MONDAY ~ BLUE MONDAY
Where It All Began
Before rock and roll. Before country. Before soul. Before any of it — there was the blues.
Not a genre. A confession.
The blues was born in the Mississippi Delta in the late 1800s — in the cotton fields, the juke joints, the chain gangs, and the churches of the Deep South. It was the sound of people who had nothing but their voices and whatever instrument they could get their hands on, turning suffering into something so beautiful it stopped you cold.
It started with a single string. A bent note. A moan that became a melody.
THE DELTA ~ WHERE THE DEVIL MET THE CROSSROADS
Robert Johnson is the ghost that started everything. In the 1930s he recorded 29 songs that changed the world — scratchy 78rpm recordings that somehow contained the entire future of popular music. Every rock guitarist who ever lived owes Robert Johnson a debt they can never repay. Eric Clapton called him the most important blues musician who ever lived. Keith Richards said listening to Robert Johnson for the first time was like hearing two guitarists playing at once.

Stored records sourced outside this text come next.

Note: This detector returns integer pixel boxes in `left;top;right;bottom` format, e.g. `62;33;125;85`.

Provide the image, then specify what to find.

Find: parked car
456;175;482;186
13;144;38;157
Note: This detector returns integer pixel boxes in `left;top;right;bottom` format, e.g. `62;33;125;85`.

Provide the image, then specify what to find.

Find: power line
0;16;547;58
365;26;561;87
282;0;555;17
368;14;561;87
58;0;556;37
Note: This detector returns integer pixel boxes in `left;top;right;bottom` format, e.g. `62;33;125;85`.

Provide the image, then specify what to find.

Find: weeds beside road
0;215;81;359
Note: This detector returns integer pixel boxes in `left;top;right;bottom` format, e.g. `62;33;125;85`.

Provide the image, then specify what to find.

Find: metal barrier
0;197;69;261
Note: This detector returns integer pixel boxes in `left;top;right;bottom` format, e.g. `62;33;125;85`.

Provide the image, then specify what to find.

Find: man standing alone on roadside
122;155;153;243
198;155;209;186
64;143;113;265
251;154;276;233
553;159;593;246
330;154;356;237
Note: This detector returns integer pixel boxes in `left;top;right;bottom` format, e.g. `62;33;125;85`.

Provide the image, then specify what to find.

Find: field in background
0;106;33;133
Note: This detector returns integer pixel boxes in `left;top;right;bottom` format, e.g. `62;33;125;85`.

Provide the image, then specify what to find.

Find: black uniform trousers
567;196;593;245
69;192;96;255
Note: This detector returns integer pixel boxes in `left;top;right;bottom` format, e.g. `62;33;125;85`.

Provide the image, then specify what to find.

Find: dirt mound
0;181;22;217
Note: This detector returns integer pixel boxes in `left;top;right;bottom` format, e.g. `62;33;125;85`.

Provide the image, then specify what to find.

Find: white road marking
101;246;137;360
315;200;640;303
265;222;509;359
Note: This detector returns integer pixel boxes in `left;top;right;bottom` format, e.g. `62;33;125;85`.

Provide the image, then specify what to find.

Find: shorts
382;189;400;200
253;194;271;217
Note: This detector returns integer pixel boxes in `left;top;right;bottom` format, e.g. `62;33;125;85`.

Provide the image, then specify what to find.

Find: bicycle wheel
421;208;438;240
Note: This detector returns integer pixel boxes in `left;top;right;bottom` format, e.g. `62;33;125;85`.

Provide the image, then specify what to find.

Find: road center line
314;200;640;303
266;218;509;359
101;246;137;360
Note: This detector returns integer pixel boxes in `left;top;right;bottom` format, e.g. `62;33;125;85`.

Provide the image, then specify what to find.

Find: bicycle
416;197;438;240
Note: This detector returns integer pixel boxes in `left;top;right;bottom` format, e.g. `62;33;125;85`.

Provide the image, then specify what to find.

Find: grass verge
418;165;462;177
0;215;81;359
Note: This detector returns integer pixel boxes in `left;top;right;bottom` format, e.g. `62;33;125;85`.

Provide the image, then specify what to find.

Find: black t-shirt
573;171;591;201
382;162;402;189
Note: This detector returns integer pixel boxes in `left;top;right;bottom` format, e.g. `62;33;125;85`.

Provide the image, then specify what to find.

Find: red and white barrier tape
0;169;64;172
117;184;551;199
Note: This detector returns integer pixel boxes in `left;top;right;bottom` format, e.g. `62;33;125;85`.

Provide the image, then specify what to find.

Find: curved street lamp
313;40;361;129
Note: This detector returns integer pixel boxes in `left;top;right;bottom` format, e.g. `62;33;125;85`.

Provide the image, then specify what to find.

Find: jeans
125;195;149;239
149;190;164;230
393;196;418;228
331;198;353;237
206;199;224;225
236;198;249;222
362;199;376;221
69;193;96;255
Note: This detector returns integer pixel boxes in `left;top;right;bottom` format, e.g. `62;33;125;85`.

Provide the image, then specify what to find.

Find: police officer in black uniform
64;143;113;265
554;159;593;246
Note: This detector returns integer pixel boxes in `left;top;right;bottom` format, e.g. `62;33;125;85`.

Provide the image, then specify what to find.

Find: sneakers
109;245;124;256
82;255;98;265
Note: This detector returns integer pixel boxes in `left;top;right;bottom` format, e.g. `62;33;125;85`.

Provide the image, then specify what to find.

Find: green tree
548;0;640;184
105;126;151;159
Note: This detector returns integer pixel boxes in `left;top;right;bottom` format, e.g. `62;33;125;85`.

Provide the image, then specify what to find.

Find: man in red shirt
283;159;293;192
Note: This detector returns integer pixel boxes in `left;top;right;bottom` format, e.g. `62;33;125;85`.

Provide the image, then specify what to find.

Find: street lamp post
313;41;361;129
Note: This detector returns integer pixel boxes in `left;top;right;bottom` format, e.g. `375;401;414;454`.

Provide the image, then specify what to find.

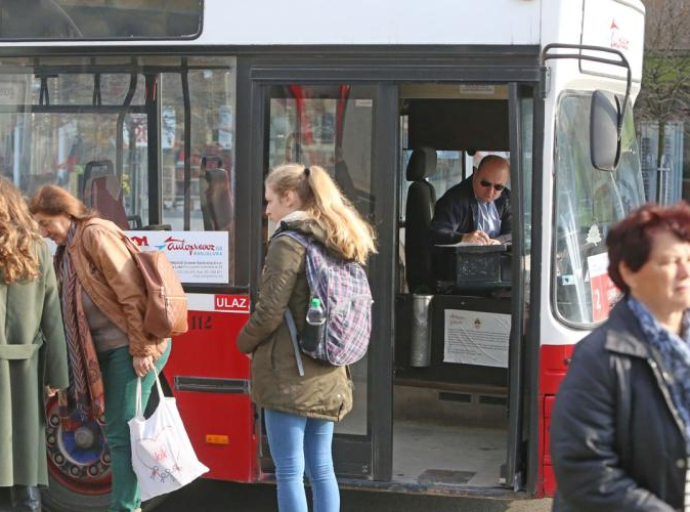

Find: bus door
0;55;258;510
253;83;396;480
393;83;533;490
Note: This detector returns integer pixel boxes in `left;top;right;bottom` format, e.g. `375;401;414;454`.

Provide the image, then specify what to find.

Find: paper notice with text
443;309;510;368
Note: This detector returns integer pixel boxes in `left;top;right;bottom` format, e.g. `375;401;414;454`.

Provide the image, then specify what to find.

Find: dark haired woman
550;203;690;512
29;185;170;512
0;178;68;511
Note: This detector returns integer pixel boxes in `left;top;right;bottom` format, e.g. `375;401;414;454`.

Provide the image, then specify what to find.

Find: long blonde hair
0;177;42;284
266;164;376;264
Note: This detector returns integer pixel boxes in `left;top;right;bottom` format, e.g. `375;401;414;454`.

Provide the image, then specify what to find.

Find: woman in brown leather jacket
237;164;374;512
29;185;170;511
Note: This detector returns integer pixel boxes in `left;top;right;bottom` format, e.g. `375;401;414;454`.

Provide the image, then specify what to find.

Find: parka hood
273;211;344;258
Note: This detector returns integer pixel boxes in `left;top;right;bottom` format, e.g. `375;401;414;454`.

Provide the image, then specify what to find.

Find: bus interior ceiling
393;84;510;487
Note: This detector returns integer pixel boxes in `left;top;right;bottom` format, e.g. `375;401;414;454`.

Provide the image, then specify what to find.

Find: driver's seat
405;147;437;293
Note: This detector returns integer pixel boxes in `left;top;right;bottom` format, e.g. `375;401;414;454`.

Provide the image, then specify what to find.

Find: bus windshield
553;92;644;327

Johnson sang about hellhounds on his trail. About love in vain. About standing at the crossroads. He died at 27 — the first member of that infamous club — and left behind a legend so powerful that people still argue about whether he sold his soul to the devil to play that well.

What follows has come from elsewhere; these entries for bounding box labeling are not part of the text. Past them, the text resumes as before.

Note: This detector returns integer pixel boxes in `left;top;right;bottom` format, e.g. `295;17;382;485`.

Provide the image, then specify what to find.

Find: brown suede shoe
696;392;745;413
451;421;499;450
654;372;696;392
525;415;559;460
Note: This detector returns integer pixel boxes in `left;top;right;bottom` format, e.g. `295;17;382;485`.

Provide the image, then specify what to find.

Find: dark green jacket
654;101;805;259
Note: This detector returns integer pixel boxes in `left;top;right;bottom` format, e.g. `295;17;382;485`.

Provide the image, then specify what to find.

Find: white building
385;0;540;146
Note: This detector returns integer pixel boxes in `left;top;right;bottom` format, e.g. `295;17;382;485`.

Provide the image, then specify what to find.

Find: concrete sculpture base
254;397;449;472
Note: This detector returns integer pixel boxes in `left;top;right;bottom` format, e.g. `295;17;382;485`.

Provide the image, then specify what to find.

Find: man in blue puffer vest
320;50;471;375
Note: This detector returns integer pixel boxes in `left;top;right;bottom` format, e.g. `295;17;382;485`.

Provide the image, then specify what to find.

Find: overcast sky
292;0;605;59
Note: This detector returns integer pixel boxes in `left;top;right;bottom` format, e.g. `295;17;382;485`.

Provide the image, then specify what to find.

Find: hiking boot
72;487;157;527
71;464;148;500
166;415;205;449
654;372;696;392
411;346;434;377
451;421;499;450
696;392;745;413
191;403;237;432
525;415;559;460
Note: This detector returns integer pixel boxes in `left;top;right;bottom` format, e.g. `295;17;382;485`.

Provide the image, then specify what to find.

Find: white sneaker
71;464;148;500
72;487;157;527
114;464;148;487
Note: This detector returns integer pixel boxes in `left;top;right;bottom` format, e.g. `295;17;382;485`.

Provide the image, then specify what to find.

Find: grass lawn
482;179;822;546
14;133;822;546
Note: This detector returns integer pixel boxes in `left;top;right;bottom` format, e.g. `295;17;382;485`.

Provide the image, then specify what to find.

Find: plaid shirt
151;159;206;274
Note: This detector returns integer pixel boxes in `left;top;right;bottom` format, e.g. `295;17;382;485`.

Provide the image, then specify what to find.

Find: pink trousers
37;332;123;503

He wasn't alone. Charley Patton stomped and hollered before Johnson was born. Son House played slide guitar like a man possessed. Skip James sang in a high lonesome falsetto that sounded like it came from another world entirely.
THE GREAT MIGRATION ~ BLUES GOES ELECTRIC
After World War II something happened that changed everything. Black Americans moved north by the millions — to Chicago, Detroit, St. Louis, Cleveland. They brought the blues with them. And in the clubs and bars of the South Side of Chicago, the blues plugged in and got loud.

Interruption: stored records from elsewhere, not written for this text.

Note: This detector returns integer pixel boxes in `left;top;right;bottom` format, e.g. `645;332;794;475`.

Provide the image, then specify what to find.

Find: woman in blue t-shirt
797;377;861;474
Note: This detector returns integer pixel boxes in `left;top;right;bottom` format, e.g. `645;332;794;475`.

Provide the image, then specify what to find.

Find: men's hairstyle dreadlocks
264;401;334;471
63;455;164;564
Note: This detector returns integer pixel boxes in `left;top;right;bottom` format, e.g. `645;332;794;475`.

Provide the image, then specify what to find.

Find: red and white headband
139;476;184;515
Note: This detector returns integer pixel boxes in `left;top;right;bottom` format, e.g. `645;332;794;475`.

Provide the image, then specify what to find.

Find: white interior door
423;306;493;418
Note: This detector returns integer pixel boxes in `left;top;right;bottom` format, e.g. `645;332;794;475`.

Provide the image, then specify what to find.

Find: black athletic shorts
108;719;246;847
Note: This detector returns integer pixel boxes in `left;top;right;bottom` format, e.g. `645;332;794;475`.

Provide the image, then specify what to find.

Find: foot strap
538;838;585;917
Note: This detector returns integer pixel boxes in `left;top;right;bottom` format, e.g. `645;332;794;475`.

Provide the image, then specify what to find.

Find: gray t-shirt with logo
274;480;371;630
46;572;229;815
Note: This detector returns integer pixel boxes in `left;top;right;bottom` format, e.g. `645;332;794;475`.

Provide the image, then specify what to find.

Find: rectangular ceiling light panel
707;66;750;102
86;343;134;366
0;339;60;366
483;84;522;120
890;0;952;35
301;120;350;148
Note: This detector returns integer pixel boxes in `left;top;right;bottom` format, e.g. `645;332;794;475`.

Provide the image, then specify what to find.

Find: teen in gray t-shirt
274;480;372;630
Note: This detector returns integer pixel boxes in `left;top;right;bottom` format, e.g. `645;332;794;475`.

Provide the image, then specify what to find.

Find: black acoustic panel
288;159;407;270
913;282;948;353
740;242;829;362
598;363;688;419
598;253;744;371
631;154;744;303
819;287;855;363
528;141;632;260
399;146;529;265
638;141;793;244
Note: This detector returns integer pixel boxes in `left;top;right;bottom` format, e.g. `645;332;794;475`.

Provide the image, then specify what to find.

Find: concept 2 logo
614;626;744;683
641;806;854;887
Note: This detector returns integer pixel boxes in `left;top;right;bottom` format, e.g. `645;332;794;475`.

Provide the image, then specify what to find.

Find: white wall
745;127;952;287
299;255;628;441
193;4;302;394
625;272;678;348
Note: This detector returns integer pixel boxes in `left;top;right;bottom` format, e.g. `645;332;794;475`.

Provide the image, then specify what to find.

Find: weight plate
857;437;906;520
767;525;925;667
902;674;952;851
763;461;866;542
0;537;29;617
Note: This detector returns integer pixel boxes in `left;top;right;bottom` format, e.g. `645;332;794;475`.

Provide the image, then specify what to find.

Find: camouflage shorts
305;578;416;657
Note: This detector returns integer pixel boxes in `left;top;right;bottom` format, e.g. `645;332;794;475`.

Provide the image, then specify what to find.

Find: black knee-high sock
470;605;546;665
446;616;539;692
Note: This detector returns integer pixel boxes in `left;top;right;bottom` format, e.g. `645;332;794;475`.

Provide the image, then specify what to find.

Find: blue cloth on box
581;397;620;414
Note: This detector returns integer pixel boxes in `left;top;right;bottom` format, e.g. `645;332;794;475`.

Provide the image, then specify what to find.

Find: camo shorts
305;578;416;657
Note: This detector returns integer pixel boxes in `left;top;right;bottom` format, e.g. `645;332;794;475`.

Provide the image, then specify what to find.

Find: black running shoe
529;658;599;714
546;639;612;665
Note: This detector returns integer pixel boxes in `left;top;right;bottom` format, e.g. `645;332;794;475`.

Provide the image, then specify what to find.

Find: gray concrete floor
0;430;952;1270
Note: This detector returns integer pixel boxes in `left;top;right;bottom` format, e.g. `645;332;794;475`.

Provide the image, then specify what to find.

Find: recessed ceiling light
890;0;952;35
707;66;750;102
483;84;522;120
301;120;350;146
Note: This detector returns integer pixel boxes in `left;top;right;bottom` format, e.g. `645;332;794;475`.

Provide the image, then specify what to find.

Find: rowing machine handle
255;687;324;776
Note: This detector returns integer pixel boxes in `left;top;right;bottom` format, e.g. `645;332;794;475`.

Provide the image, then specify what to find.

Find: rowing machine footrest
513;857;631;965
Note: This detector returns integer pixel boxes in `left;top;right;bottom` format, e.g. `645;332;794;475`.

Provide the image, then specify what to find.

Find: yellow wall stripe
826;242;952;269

Muddy Waters arrived from Mississippi with the Delta in his blood and electricity in his hands. He picked up an electric guitar and invented a whole new language. His band included Little Walter on harmonica — arguably the greatest harmonica player who ever lived — and together they created the Chicago blues sound that would eventually become rock and roll.
Howlin' Wolf had a voice like a freight train derailing. Sonny Boy Williamson played harmonica like he was having an argument with God. Buddy Guy was so intense and so innovative that he made even the great Jimi Hendrix stop and stare.
Chess Records on 2120 South Michigan Avenue in Chicago was the cathedral. Muddy Waters recorded there. Howlin' Wolf. Little Walter. Chuck Berry. Bo Diddley. Everything that came after started on that street corner.
TEXAS ~ WHERE THE BLUES GOT ATTITUDE
Meanwhile down in Texas the blues was developing its own personality. Bigger. Louder. More swagger. T-Bone Walker invented the electric guitar solo as we know it — standing in clubs in Dallas and Houston, holding his guitar behind his head, playing with his teeth, decades before anyone had heard of Jimi Hendrix.
Freddie King played with a ferocity that influenced every Texas guitarist who came after him. Albert Collins was so cold and so precise they called him the Master of the Telecaster.
And then — Stevie Ray Vaughan.
In 1983 Stevie walked onto the stage at the Montreux Jazz Festival and played with a fury that made people forget everything they thought they knew about guitar. He brought the blues back to a generation that had forgotten it existed. He played like Robert Johnson and Jimi Hendrix were fighting for control of his hands. He died too young — in a helicopter crash in 1990 — but not before he reminded the world where all the music came from.
WHY FREE~RANGE RADIO FEATURES THE BLUES EVERY MONDAY
Because without the blues there is no rock and roll. No soul. No R&B. No country as we know it. No jazz evolution. No hip hop. No nothing.
The Rolling Stones were a blues band before they were rock stars. Led Zeppelin was a blues band playing at stadium volume. Eric Clapton spent his entire career chasing the ghost of Robert Johnson. Bonnie Raitt devoted her life to keeping the tradition alive. Jack White built a career on the foundation that Muddy Waters laid.
Every note played on every stage in every genre traces back to a bent string on a cheap guitar somewhere in the Mississippi Delta over a hundred years ago.
That's why we start the week here.
That's why Monday belongs to the blues.